Boy, that's rich. Talk about irony.

Maybe these "victims" should have been vetted before being issued press credentials. If you're that easy to hack at a hacking convention, how can you effectively and accurately report on something you obviously don't understand yourself?

[Ngallendou]

For too many Frenchmen, the rest of the world remains a... joke upon whom we smile benignly. Everything we do has as its objective to educate the ignorant, exposing their non-Cartesian stupidity. Well, if we get caught, we shall laugh it off like mothers whose babes spit up on them

[nmcphers]

That comment made as much sense to me as if it were written in French.

[alegr]

I thought protocols that require plaintext login went out of vogue years ago.

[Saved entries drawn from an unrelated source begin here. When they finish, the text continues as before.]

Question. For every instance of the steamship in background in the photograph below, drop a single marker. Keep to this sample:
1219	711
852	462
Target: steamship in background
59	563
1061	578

And you thought old NTLM authentication was bad!

[c1_ken]

The three individuals tossed out should be allowed to return to the event - as soon as it can be reasonably ascertained that hell has frozen over. Kudos to the organizers that the press is allowed. Not all of the press are security savvy so it's good that there is some kind of safe zone. Hopefully the press will use this to educate the public about the potential risks involved in using a public network.

[ferretboy88]

Its "ok" to do anything you want in the name of security. Sure.

[Harrison912]

Well, it looks like the black hat guys actually had white hats on! Good go'in fellas!

As a web site owner of safety and security products, I'm glad to see the security of communication is also kept safe.

[jatos]

Question begs: what happens if someone trys to repeat the trick and doesn't reveal they are doing it?